In a 2016 Brunswick Insight global survey, only 37 percent agreed that “businesses in my country are honest and trustworthy”; more than half, 59 percent, agreed that business leaders don’t understand the challenges most people face.

Hollywood zooms in on that mistrust. As early as 1927, the classic silent film Metropolis showed industry subjugating the lower classes for the benefit of the privileged few. In release after release since, the indictment of corporations has continued.

In the 2007 drama Michael Clayton, a whistleblower at a pesticide company is the target of the business’s general counsel, who transforms into a murderous monster – no special effects needed.

The lone hero fighting a sinister megacorp works because it draws from real life. The 2000 movie Erin Brockovich was based on the true story about a lawsuit against an energy utility for toxic pollution. Big corporations can sometimes do terrible things.

In sci-fi, that lesson is a trope: think Weyland-Yutani Corp. in Aliens, Tyrell Corp. in Blade Runner, Cyberdyne Systems in Terminator, Multi-National United in District 9 – each company fights for its own ends against society’s interests. On TV, in the Golden Globe-winning series “Mr Robot,” a hacker battles “multinational CEOs that he believes are running (and ruining) the world,” according to USA Network. And in Syfy Channel’s “Incorporated,” amoral multinationals actually do run the world and create wondrous playgrounds for the elites, within walls built to exclude the poor rabble.

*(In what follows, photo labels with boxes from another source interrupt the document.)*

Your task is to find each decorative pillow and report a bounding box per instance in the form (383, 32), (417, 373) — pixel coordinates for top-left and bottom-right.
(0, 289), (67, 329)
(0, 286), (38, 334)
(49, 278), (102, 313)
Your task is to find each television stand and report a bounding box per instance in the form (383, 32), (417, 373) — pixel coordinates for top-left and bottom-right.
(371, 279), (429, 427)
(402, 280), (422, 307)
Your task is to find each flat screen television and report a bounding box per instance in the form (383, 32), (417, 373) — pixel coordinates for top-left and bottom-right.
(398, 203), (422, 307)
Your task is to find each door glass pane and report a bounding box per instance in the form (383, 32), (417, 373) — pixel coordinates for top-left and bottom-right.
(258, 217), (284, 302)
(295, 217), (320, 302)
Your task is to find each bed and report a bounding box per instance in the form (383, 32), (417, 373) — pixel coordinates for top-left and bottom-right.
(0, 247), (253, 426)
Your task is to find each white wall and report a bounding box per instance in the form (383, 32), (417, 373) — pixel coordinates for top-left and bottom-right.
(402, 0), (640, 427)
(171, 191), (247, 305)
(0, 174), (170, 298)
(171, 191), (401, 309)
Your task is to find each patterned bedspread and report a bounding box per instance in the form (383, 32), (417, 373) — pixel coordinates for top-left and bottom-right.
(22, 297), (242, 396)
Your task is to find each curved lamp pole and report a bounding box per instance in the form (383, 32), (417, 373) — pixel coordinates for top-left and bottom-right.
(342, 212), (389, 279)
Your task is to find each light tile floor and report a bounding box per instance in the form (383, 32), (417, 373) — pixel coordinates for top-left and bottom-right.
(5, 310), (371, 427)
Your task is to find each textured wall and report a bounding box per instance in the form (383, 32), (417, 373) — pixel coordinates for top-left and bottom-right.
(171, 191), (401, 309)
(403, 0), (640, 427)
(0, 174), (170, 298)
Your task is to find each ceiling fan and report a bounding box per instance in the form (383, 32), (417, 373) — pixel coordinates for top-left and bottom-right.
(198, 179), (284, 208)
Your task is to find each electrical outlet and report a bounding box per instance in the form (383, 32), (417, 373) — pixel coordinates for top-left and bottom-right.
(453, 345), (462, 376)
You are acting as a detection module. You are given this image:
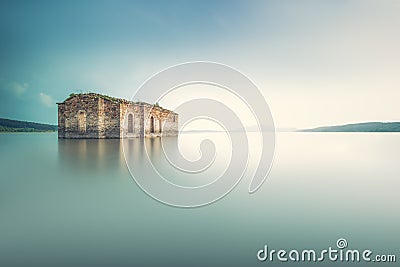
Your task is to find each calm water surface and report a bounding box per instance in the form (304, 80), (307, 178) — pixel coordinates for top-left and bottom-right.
(0, 133), (400, 266)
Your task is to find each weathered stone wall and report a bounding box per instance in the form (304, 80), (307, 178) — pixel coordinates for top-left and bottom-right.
(59, 95), (99, 138)
(58, 93), (178, 138)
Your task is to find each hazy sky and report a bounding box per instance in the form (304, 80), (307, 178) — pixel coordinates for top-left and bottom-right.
(0, 0), (400, 128)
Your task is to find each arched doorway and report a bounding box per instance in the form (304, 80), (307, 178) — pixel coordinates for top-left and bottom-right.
(150, 116), (154, 133)
(78, 110), (86, 133)
(128, 114), (133, 133)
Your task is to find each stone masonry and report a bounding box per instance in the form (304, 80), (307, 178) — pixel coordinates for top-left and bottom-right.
(57, 93), (178, 138)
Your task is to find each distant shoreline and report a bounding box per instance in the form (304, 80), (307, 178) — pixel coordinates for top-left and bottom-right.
(0, 118), (58, 133)
(297, 122), (400, 133)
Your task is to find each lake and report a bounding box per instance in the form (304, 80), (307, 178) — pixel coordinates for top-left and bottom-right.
(0, 133), (400, 267)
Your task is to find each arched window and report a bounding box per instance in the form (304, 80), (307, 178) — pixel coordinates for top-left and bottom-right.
(78, 110), (86, 133)
(128, 114), (133, 133)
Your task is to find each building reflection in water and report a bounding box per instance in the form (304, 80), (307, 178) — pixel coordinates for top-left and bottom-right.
(58, 137), (178, 179)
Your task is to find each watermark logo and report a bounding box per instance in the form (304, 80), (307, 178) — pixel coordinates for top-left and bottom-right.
(123, 62), (275, 207)
(257, 238), (396, 263)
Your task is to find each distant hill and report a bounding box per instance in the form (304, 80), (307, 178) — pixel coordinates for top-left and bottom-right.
(0, 118), (57, 132)
(298, 122), (400, 132)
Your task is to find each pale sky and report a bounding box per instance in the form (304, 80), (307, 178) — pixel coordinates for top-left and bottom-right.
(0, 0), (400, 128)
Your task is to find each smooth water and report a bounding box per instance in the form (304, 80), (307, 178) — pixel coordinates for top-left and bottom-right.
(0, 133), (400, 267)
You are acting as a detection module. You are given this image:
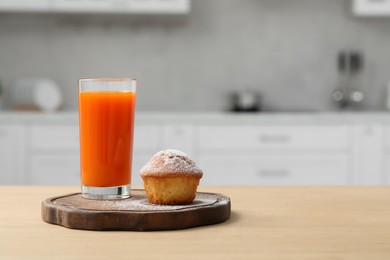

A full 90 years after Metropolis, that theme still resonates.

This subject matter has been approved for all audiences: in the 1996 Disney remake of the classic, 101 Dalmatians, fashion tycoon Cruella de Vil seeks to slaughter puppies for their fur. In 2014’s The Lego Movie, a child invents the story of a super villain named … “Lord Business.” His diabolical secret weapon: an old tube of Krazy Glue, with which he will make his vision of the Lego world permanent. “Now my evil power will be unlimited!”

Many parents of kids in the audience work for corporations – but laugh along all the same. Film and TV reflect the public imagination – but also help shape it. As Big Business has played the archetypal bad guy on screen, too often it has been cast as the villain-of-choice in real life, for regulators, policymakers, populist politicians – even employees.

It’s not Hollywood’s job to change such perceptions – it’s up to companies themselves. Business is a powerful engine of progress – raising the world’s standard of living, increasing life expectancy, giving us all the miracles of communication, health and travel that we take for granted. More than ever, corporations are part of the solution to global challenges – not just part of the problem. They need to be better at telling that part of the story.

 

Carlton Wilkinson is Editor of the Brunswick Review, in Brunswick’s New York office.